Tozer speaks of the tendency that Christians have to divide our lives into two areas, the sacred and the secular.  We feel satisfied with ourselves when we are doing our spiritual disciplines like praying, attending church, and reading our bible.  When the ordinary activities of life like grocery shopping, working, and household chores intrude, we feel uneasy, as if we should apologize to God for not doing sacred activities 24 hours a day.  Tozer says this is a cause of Christians missing out on the peace God has promised to us. 

He also notes that the "sacred-secular antithesis" has no basis in Scripture, and he uses Jesus as a model.  Christ, he says, was completely pleasing to God in everything that he did, and yet he lived as a human. The gospels take no pains to hide Jesus's humanity.  He got hungry and tired, and he was never uneasy when doing human activities like eating or sleeping.  He even worked as a builder before he began his public ministry.  

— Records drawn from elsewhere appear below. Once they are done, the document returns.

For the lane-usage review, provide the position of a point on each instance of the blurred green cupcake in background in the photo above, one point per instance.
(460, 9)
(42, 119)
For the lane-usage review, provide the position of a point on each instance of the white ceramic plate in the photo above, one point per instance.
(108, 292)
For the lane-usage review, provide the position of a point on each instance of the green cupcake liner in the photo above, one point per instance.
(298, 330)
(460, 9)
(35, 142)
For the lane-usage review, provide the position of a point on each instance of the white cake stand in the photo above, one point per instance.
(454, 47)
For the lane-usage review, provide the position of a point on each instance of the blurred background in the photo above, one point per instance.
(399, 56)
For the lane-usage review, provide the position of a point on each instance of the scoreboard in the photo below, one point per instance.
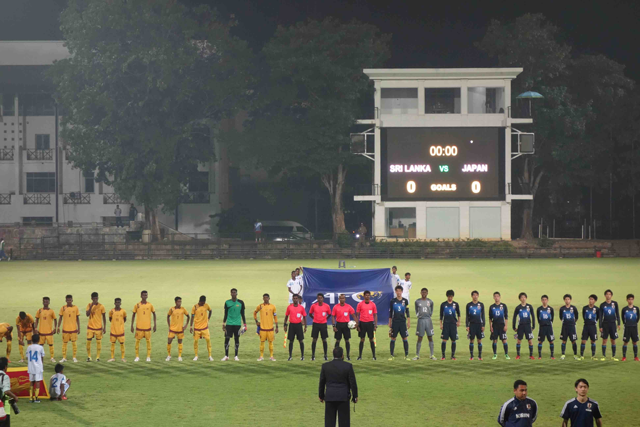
(443, 164)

If Jesus was able to live as a human with such grace and confidence, how can we do the same?  Tozer gives us the answer.  We must "lift every act up into a living kingdom and turn the whole life into a sacrament."  Say what?  Thankfully, our author gives us a more specific answer: We have to practice living to the glory of God with every act we do.  He says we must offer all our acts to God and truly believe that he accepts them. We must meditate on this idea as we go throughout the day, and pray about it often. The "sacraments" like communion and baptism, are not the only ways to please God.  As we go through our day to day activities, we can send up short prayers to Him, dedicating the work to God and reminding ourselves that we are doing all to his glory (1 Corinthians 10:31).   

The way I see it, this will have three results.  The first is that it will help to steer me clear of sinful activities that cannot be pleasing to God.  If I'm thinking about following him all day, praying and dedicating all my endeavors to him, then I will be less likely to begin gossiping or reading impure books or yelling at my children.  

Second, if I am sending up these "thought-prayers," as he calls them, all day long, then I actually am involving myself in the spiritual discipline of prayer!  I can pray whilst in the middle of doing housework.  Even if I am helping my daughter with her homework, we can send a short prayer up to the Father, dedicating the work to him.  It isn't so much what I am doing, but how I am doing it that makes the difference.  "It is not what a man does that determines whether his work is sacred or secular, it is why he does it.  The motive is everything.  Let a man sanctify the Lord God in his heart and he can thereafter do no common act."  Sanctifying God in my heart with every action can only bring me closer to Him. 

Finally, I can let go of the burden of guilt.  If Jesus had to sleep, then I don't have to feel guilty about going to bed early when I'm tired.  Jesus had a job, I don't have to feel shame at spending hours of my day doing my job as long as I dedicate it to him.  

The only way I can have this unified kind of life, though, is if I desire to follow God with my whole heart and actively pursue him.  If I go through my entire day of errands without once thinking about God, then perhaps my day really is wasted.  However, if I pray before I head out the door, or as I'm driving to the bank, thanking God for his provision, and letting him know that I am dedicating my day to Him, then even a simple Wal-Mart run can be a spiritual activity.  

If I start to doubt, I need only remind myself that the disciples went into town to buy food (John 4:8), Paul was a tentmaker (Acts 18:3), and Jesus used ordinary activities to teach some of his most powerful parables (Luke 15:1-10).

Is today a day filled with ordinary activities for you?  Transform them.  Before you wash another dish, say a prayer dedicating your work to the Lord.  Going to work?  Remind yourself that you are working for someone far greater than an earthly employee. Do all your ordinary jobs to God's glory, and see if you don't feel less fractured.